The concrete mixer is my friend. The concrete mixer is my protector. I am one with the concrete mixer.
That’s how it was Tuesday afternoon when I was stuck behind a column of five combines doing about 10 mph on state Route 87 south of Coolidge.
I grew up and learned to drive in the East Valley, so for the five years I worked for a Pinal County newspaper I always hated getting stuck behind a slow vehicle on those two-lane roads I had to use to get from Casa Grande to anywhere other than Eloy, where I almost never needed or wanted to go.
Passing in the oncoming-traffic lane is something I never take lightly, but this time I could calmly weave past the farming machines in the shelter of this mixer, deliverer of the “McMega drivethrough” culture most of Pinal County doesn’t want to see replicated around them, according to a study rolled out that day in Casa Grande by the Morrison Institute in front of some 300 people.
A few miles back I’d passed the Westcor/Pederson mall being built at Interstate 10 and Florence Boulevard, with its Target-to-be up front. Back when gas was $1 a gallon, I loved — no, needed — to have dozens of “different” Targets, Wal-Marts and Borderses I could drive to, anonymous destinations where I could still know my way around and chew up my excessive spare time.
So Casa Grande was truly the “big house” for me, with one of everything if it had anything, plus small, endearing independent places that didn’t offer the variety or anonymity I’d gotten used to.
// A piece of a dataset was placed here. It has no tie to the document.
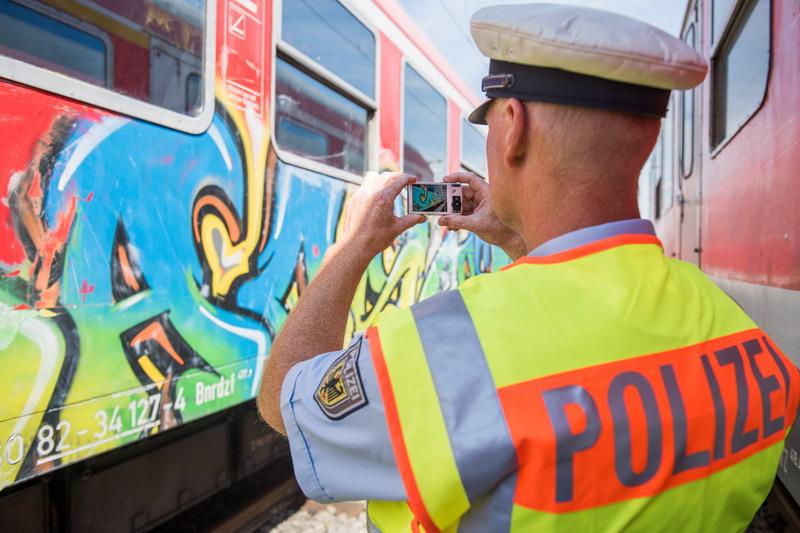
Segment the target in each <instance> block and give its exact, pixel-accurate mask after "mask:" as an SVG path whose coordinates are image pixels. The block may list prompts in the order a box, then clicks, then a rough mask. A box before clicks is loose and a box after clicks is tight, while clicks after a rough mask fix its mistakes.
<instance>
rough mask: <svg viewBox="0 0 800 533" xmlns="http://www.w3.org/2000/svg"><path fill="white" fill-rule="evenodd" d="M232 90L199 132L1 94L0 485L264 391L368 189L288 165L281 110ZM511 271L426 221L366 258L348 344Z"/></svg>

I was so not cut out for this that I commuted from Tucson or Phoenix for half the time I worked there.
I started working at the Tribune two weeks before Sept. 11, 2001, and assumed the economic downturn would hit hardest in places such as Casa Grande and that land of imaginary lines known as Johnson Ranch, where development was just beginning to take off.
Today, that sounds idiotic. Pinal County, which had fewer people than Scottsdale in the 2000 census, has grown by two-thirds to just less than 300,000, according to the Morrison report.
That report is called “The Future at Pinal,” a very deliberate word choice about a desire to create unique destinations before the area is completely subsumed by people like me. But that may be difficult to do for desert dwellers who spend too much time in the car, as I did that day and as about half of the new Pinal does every day.
In the late afternoon sun, I started to get the still-rural desert along Ellsworth south of Germann in Queen Creek confused with the fields surrounding Coolidge, and the Tribune’s big red brick building on a downtown street in Mesa confused with the little red brick building in downtown Casa Grande I used to work in.